Fake Amazon unauthorized order or charge phishing — non-official sender impersonates Amazon falsely claiming an unauthorized order has been placed or an unexpected charge has appeared on the recipient's account, directing them to call a toll-free number or click a link to cancel, dispute, or refund the fraudulent transaction
fake-amazon-order-unauthorized-charge-phish
What this tier means
High-confidence threat indicator — phishing, impersonation, BEC, or scam pattern. Strong contributor to the trash decision.

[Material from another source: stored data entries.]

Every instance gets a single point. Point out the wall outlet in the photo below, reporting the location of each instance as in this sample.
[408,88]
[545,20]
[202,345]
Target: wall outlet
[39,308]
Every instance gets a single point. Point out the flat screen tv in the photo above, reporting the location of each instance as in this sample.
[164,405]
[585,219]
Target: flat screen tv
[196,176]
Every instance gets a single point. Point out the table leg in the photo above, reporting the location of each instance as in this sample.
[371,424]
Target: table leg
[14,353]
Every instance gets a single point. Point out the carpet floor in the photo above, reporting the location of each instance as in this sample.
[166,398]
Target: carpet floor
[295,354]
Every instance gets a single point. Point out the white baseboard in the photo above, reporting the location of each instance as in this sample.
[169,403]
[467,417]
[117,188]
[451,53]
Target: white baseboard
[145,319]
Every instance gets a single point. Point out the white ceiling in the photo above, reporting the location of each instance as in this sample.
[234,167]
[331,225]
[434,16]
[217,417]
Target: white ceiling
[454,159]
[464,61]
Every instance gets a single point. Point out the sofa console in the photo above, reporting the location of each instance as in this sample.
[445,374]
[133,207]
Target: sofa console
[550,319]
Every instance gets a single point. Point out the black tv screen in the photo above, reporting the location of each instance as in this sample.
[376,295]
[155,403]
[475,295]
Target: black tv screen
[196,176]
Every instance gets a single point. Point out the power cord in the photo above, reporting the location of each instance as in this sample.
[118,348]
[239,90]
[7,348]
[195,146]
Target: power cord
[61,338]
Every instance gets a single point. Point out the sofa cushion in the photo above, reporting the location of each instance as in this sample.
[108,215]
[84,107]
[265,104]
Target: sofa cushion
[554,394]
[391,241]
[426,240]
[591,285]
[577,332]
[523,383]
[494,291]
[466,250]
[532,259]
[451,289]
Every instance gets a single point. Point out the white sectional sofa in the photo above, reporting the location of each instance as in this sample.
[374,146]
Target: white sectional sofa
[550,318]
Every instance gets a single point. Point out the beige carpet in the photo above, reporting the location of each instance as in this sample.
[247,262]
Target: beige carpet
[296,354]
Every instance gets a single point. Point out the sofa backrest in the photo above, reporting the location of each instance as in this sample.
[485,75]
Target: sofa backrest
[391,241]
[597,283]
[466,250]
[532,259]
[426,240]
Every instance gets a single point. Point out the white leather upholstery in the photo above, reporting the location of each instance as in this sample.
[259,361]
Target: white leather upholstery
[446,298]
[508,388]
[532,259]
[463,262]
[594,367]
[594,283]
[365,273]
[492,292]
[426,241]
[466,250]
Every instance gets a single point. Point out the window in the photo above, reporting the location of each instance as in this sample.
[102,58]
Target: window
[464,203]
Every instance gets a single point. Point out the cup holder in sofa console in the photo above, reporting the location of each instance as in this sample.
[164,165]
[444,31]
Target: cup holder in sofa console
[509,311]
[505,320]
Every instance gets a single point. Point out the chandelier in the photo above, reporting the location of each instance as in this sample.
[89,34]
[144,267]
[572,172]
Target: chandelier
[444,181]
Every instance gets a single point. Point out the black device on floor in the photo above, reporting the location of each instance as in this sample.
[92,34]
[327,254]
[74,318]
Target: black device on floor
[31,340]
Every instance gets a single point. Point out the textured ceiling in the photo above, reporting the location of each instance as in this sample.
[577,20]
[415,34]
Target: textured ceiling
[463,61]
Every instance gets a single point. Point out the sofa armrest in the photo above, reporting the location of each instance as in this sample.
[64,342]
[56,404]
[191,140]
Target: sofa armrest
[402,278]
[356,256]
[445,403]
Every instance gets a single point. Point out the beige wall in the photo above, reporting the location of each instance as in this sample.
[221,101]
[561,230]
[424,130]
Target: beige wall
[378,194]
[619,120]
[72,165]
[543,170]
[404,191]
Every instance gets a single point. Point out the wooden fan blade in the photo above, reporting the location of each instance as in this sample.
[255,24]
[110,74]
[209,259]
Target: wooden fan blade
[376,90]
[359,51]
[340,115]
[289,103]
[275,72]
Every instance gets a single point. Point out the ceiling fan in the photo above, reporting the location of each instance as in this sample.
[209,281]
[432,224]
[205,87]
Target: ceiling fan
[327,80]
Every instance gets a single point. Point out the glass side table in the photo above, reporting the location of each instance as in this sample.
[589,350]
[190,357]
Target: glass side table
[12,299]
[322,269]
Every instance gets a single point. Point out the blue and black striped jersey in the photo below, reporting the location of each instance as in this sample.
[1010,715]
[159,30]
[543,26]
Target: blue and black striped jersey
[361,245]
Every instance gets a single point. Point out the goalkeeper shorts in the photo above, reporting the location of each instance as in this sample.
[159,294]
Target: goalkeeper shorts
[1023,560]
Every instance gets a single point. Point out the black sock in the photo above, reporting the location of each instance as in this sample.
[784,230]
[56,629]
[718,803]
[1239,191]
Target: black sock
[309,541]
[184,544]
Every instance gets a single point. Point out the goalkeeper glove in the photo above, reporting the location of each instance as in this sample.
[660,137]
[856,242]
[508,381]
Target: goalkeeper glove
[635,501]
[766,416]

How Gorganizer detects this
Phishing emails impersonating Amazon falsely claiming an unauthorized order has been placed or an unexpected charge has appeared on the recipient's account — directing them to call a toll-free number or click a link to cancel, dispute, or refund the fraudulent transaction. When victims call, scammers impersonate Amazon customer service and request remote access, gift card codes, or banking credentials. When victims click, they land on credential-harvesting portals that replicate the Amazon login page. Key facts: (1) FBI IC3 2023: Amazon-branded phishing and impostor fraud is consistently among the top 3 most-impersonated brands in consumer fraud complaints; (2) Amazon sends legitimate order confirmations exclusively through @amazon.com domains with full order details — real Amazon fraud alerts never include a phone number to call or a generic click-here link without order specifics; (3) "Call immediately to cancel" framing is a social engineering technique exploiting the fear of financial loss — Amazon cancellations are handled through the website, never through third-party phone numbers; (4) The fake orders frequently reference specific dollar amounts ($299, $449) to maximize alarm and reduce the victim's impulse to verify independently. Warning signs: sender domain not matching amazon.com, vague order confirmation without item details, toll-free number embedded in the email, urgency to call or click immediately.
False-positive guard
Every signal in Gorganizer feeds a multi-module score — never a sole verdict. This is a threat-tier signal — it adds a strong contribution to the trash score. The full pipeline still requires convergence across multiple modules + a margin over the safety floor before deletion happens, and Gmail's trash (30-day recovery) is always used — never permanent delete.
About the scoring engine
Gorganizer's scoring engine emits over 1,800 signals across six modules — headers, sender, subject, body, attachments, and structural metadata. Every email is scored by every module independently; the final verdict requires multiple modules to agree and the trash score to beat the safety floor by a margin.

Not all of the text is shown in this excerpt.